そんな空を見るたび、必ず思い出す場所があります。
ジュミエージュ修道院 / Abbaye de JUMIÈGES。
以前フランスの旅にでたときに巡り合った場所です。
実のところ、目的地はここではなく、モンサンミッシェル等を巡る旅の通過点としてこの近くの宿をとりました。
車で宿に向かう途中、名所らしき佇まいがみえたので、「じゃあちょっと見ていこうか」と門をくぐったのは、ほんの軽い気持ちから。
そして、衝撃。
青い空にけぶる雲を切り取る、圧倒的な廃墟。
正面のファサードの入り口をくぐれば、そこは緑の芝生と青い空に囲まれた、見上げるほどの壁。
柱の根元に生い茂る巨大なアカンサス。
歳月が洗い流したあとに残った清冽ななにか。
後に調べれば、654年に設立されたという古い古い歴史をもつこの修道院は
ミシュランガイドにも掲載されており、「フランスで最も感嘆すべき廃墟」として有名な場所でした。

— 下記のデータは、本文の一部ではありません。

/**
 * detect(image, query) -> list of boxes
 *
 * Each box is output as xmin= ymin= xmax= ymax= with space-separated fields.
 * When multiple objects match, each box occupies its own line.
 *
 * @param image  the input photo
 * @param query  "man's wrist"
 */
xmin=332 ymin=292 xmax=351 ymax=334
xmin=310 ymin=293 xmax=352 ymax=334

日本であまり認知されていないのは、アクセスの悪さゆえかもしれません。
セーヌ河が大きく蛇行する中にあるため、車と人を乗せる渡し舟(フェリー?)を使わないと、かなり遠回りになってしまう地形のなかにあるからです。
かえってその不便さが、それほど観光地化されずにすんでいる理由でもあるかもしれないのですが。
多くの場所を訪れてきましたが、私にとっては、心の中にしっかりと刻まれている場所のひとつとなっています。
1300年以上の時を超えて、変わりゆく空のもと、ひたすら立ち続ける廃墟。
もし機会があれば、ぜひ一度行ってみてください。
とてもとても、お勧めいたします。